Begitu juga kasus yang menimpa Ridwan dari keterangan keluarga, tidak ada kontak senjata seperti diklaim pihak kepolisian. Korban ditembak dari jarak dekat saat mau melarikan diri setelah disergap di rumahnya.
“Yang dilakukan polisi bukanlah tindakan melumpuhkan. Kalau untuk melumpuhkan seharusnya bukan ditembak di dada dan leher, tetapi pada kaki.
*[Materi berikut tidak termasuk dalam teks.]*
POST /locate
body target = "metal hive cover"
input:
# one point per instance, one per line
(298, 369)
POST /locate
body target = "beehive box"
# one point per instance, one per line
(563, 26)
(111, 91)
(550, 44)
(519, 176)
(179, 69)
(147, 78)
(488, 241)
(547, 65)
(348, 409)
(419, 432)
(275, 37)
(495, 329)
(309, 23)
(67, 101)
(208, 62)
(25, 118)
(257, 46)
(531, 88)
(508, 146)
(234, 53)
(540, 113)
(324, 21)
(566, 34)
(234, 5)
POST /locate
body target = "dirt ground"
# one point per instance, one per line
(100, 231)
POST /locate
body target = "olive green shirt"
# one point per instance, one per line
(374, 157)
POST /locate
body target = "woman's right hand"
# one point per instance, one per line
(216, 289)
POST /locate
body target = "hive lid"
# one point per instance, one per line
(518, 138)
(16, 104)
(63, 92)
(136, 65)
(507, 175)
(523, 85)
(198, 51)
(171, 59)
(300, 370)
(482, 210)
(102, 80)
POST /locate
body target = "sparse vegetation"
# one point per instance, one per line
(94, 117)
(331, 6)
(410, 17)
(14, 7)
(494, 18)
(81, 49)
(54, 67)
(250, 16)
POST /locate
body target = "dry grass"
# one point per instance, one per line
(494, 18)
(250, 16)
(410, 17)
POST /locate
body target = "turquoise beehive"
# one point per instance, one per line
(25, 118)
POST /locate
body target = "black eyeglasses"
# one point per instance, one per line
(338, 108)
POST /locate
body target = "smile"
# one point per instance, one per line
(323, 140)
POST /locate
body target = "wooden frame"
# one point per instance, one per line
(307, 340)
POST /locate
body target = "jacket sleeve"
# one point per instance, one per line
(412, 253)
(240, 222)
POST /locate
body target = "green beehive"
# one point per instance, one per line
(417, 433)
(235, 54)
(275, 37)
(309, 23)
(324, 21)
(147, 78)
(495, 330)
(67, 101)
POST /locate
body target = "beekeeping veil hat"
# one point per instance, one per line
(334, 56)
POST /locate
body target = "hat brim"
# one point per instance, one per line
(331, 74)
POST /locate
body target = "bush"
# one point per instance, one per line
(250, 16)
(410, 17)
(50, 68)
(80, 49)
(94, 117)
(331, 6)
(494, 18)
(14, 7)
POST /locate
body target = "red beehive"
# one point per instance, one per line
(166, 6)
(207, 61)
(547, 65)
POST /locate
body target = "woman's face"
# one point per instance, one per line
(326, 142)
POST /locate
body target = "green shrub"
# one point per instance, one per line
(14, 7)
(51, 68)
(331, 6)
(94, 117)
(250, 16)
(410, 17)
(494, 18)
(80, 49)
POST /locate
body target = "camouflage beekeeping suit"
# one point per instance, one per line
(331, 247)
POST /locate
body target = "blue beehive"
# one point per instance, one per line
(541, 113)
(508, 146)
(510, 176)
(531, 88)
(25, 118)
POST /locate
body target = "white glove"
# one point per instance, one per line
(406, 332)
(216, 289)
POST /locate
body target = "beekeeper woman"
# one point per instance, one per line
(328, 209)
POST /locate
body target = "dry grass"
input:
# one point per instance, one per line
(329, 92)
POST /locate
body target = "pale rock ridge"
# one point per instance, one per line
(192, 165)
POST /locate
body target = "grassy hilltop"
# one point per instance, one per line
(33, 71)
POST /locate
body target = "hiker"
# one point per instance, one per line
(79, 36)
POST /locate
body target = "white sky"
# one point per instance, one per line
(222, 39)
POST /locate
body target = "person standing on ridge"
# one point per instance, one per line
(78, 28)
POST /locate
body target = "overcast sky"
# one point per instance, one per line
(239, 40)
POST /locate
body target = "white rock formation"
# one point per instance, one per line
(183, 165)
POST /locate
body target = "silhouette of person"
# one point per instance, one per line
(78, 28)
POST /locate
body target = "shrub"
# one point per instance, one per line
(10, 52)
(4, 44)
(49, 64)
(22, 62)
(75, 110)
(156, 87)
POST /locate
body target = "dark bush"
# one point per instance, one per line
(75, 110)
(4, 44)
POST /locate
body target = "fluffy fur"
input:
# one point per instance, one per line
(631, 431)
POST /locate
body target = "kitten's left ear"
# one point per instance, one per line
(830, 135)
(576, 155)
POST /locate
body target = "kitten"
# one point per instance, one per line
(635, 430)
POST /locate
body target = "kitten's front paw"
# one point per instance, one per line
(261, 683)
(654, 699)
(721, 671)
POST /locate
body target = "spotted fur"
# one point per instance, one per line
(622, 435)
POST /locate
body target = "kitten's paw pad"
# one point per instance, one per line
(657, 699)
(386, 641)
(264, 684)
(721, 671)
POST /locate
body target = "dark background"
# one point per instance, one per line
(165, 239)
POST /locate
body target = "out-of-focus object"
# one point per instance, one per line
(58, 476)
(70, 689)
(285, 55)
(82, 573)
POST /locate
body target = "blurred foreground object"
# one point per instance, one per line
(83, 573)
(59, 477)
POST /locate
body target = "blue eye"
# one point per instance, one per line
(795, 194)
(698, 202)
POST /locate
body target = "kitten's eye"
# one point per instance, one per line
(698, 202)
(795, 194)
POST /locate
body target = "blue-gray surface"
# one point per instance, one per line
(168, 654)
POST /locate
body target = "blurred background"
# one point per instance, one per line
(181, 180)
Apalagi korban tidak bersenjata, seharusnya polisi dapat melumpuhkan dengan tangan kosong,” tuturnya kepada BeritaBenar.
Untuk membuktikan klaim polisi bahwa korban melawan, Hendra mendesak Kapolda Aceh agar berani membuka kepada publik rekaman CCTV yang ada di SPBU Batuphat sebagai bentuk transparansi dalam penuntasan kasus yang mengakibatkan seorang warga tewas.
Aryos Nivada, seorang pengamat Politik dan Keamanan Aceh dari Universitas Syiah Kuala, Banda Aceh, menyatakan, tindakan polisi yang menembak tersangka kriminal telah menyalahi prosedur penanganan ketentraman dan ketertiban masyarakat yang diatur dalam Peraturan Kapolri tentang tahapan kepolisian dalam upaya penggunaan kekuatan karena senjata api ada langkah terakhir.
“Harus dipahami kelompok Din Minimi kriminalitas biasa. Ini terkesan polisi dalam bertindak menganggap kelompok Din Minimi seperti teroris yang harus ditembak mati,” ujarnya kepada BeritaBenar, Jumat petang.
Aryos menilai polisi sudah kehilangan sifat humanis dalam menumpas kelompok Din Minimi karena lebih mengedepankan kekerasan daripada pendekatan polisi yang profesional.
“Jangan sampai publik menilai cara bertindak polisi Aceh dalam mengatasi masalah kelompok Din Minimi sudah hilang kontrol dan terkesan paranoid,” ujarnya.